Twilight of the Trilogy
Where ultimate meaning is concerned, the Wachowski Brothers come out of the closet in the cataclysmic climax to their trilogy. The Matrix Revolutions is as religious -- defined in the broadest, most philosophical sense -- a movie as you'll ever see. It's certainly among the most overtly religious action movies ever made.
The work of high-tech evangelism is consumed with big philosophical questions and is inlaid with Christian themes and imagery. The Wachowskis have packaged their worldview in a tri-part opus that has demonstrated its appeal to spiritually hungry young cinephiles of the Internet age. By itself, however, the message may not satisfy those more comfortable playing video games than contemplating human destiny. And those who don't go in for the special effects may gag at the corny and traditional religious content. Pared down to its essentials, The Matrix message seems more schematic here than in the first two movies. Cryptic lines are delivered in the now familiar robotic manner, but you don't have to be a Matrix expert to understand the message. You just have to remember your Sunday school lessons.

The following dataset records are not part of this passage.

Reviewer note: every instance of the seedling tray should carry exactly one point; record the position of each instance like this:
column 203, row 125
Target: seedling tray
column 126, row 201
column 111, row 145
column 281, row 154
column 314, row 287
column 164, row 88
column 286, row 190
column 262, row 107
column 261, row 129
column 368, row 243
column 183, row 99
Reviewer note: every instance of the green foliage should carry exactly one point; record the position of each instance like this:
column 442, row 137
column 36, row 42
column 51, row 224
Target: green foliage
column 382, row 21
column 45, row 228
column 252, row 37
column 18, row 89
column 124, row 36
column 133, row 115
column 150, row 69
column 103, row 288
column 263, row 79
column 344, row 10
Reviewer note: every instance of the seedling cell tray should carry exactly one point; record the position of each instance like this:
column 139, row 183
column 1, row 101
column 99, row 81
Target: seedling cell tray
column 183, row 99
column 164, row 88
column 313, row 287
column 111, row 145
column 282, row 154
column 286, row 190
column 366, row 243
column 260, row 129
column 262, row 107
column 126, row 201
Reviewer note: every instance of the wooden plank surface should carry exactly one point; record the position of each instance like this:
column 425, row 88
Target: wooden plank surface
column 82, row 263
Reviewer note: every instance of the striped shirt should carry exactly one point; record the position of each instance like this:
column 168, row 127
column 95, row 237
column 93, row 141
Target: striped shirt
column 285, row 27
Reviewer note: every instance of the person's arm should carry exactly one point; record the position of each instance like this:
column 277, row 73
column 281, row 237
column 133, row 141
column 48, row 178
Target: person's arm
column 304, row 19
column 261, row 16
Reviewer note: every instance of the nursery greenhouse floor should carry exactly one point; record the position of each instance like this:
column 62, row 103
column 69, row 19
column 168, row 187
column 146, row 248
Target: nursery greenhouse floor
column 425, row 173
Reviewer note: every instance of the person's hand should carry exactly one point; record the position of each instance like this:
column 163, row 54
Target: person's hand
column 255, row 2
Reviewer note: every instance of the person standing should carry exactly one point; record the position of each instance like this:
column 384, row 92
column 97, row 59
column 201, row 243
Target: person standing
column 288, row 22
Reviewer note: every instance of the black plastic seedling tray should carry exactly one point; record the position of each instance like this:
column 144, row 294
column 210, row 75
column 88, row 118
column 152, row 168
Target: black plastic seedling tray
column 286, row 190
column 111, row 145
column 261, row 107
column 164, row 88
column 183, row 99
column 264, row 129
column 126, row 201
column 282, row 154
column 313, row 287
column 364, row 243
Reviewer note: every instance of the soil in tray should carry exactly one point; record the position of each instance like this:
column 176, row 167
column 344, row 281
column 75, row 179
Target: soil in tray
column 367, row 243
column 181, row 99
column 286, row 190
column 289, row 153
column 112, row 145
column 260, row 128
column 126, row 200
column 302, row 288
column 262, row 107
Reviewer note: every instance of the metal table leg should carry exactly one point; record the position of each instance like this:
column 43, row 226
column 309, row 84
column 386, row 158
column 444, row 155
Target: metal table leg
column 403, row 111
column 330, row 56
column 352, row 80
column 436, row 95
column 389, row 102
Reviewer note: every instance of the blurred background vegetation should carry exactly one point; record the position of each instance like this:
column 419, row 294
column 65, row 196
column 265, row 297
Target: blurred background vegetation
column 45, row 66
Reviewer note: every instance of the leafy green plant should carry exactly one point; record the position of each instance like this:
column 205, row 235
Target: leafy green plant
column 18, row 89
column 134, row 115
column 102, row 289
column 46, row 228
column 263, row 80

The movie is divided into three sections. Savior Neo (Keanu Reeves) finds himself trapped between the real world and the Matrix just as he was at the end of The Matrix Reloaded. In the first part, Trinity and Morpheus free Neo after visiting the Oracle and the Frenchman. In the second section, with twenty hours until annihilation, the Machines bear down and Zion is defended in a ferocious battle. This siege emerges as a tremendously exciting piece of action filmmaking. Meanwhile Neo and Trinity pilot a ship to the heart of the Matrix for the movie's final phase -- a titanic confrontation between Neo and Mr. Smith that represents the eternal struggle between life, peace, and love and their negation, nihilism. Mr. Smith is a rogue program multiplying out of control and Neo is the warrior who must stop him to achieve the ultimate goal of peace. This is an old-fashioned story about sacrifice and heroism based on belief in something greater than oneself. Neo and Trinity's love is redemptive as is the faith certain people have in Neo. This blind faith breeds heroic acts of courage although the battle between good and evil, life and its negation, will continue.

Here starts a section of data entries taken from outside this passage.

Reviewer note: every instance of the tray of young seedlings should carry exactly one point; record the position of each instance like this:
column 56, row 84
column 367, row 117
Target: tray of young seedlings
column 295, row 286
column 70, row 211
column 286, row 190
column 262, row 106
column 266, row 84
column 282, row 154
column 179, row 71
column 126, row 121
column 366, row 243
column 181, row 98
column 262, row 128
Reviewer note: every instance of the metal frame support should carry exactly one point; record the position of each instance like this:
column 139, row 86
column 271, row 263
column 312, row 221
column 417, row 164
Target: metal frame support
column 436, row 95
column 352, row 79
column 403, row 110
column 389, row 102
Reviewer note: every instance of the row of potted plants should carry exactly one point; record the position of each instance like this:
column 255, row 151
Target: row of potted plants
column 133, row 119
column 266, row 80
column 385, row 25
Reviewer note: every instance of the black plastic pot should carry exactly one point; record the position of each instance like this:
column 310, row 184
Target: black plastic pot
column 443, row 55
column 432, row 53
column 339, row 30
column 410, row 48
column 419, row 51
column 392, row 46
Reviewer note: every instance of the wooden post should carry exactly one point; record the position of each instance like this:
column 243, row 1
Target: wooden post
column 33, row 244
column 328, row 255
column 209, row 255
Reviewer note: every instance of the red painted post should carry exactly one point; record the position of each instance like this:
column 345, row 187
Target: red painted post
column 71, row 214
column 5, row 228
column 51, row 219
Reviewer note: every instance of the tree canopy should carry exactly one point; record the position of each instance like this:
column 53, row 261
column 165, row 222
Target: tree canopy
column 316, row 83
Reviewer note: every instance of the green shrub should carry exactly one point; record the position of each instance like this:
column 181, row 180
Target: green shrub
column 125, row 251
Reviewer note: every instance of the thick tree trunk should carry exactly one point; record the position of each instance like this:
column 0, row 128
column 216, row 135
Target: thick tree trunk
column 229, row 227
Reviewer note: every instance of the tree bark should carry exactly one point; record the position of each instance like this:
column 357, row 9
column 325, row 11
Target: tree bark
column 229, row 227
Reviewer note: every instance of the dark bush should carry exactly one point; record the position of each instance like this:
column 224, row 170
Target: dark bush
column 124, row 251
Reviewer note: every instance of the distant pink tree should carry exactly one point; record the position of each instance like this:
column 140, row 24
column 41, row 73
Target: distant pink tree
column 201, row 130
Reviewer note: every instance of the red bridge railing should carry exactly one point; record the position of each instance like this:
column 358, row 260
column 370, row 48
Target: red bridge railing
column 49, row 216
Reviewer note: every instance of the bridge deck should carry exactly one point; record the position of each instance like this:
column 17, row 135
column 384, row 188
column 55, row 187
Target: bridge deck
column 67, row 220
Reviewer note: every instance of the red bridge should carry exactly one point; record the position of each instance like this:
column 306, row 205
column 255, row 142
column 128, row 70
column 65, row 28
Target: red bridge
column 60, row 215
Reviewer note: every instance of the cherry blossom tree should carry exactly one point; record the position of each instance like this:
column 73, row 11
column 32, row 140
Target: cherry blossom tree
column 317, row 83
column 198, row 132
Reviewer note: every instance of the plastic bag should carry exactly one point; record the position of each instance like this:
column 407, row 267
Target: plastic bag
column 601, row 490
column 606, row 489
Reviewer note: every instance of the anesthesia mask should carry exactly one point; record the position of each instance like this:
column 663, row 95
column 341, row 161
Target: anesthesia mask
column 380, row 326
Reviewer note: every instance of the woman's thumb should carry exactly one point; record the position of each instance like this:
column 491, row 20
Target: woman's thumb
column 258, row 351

The end of a trilogy such as this is bound to be a letdown, especially for devotees. Yet the movie seems rendered with such technical virtuosity that it's hard not to feel awed by the dense, beautiful images of Neo sacrificing himself in the ultimate video game. It boils down to the catchphrase: "Do you believe in the One?" This conclusion may not be everyone's cup of tea but you had to see it coming. Believe or not.
(Released by Warner Bros. and rated "R" for scie-fi violence and brief sexual content.)